The achievements were documented in the final versions of the following deliverables: D4.1, D4.2, D3.3.

Note also that two technical papers (references given below)  have  been presented to International Control Conferences:

1. Joseph J. Yamé, Tushar Jain, Dominique Sauter – An online controller redesign based fault-tolerant strategy for thermal comfort in a multi-zone building. In Proceedings of the 2015 IEEE Multi-Conference on Systems and Control, pp. 1901-1906, Sydney, Australia, September  21-23th, 2015

 

2. Dominique Sauter, Joseph J. Yamé, Christophe Aubrun and Frédéric Hamelin – Design of fault isolation filter for control reconfiguration: application to energy efficiency control in buildings. In Proceedings of the 23th Mediterranean Conference on Control and Automation (MED), pp. 16-19, Torremolinos, Spain, June 16-19^th, 2015

Energy in Time partner Caverion made visit to Levi Panorama hotel to survey possible additional energy meters

Energy in Time partner Caverion made visit to Levi Panorama hotel to survey possible additional energy meters. Those meters would help IES to calibrate simulation model of the Levi Panorama hotel demo site. As you can see from the pictures, winter has come to Levi and the outdoor temperature is nearly -12 °C.
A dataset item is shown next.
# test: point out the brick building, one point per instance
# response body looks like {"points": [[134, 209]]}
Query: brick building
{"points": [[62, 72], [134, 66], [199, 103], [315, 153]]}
This beautiful and unique hotel is one of the four demo buildings with different typologies, uses and expected user behavior that have been selected to serve as testing places for the project. Different climatic zones are also addressed as the buildings are located in Bucharest (Romania), Faro (Portugal), Helsinki and Levi (Finland).

The implementation of the Energy IN TIME system will be primarily done through the connection with the already existing building energy management systems (BEMS). There will not be a new infrastructure, but only the additional required elements such as sensors or gauges, that will provide an added value to the existing infrastructure, in order to facilitate the setting up of the whole system in pre-existing buildings.

After checking out all the gaming actions provided by the casino, our reviewers gave the casino an total rating of 4,9/5. Read more to get a detailed evaluation as to how we came up with such a score. Although luck is a significant component relating to online slots,technically there isn’t any luck issue.

Levi hotel is going to serve as the stage for the next Energy in Time Consortium internal meeting that will take place in April 2016.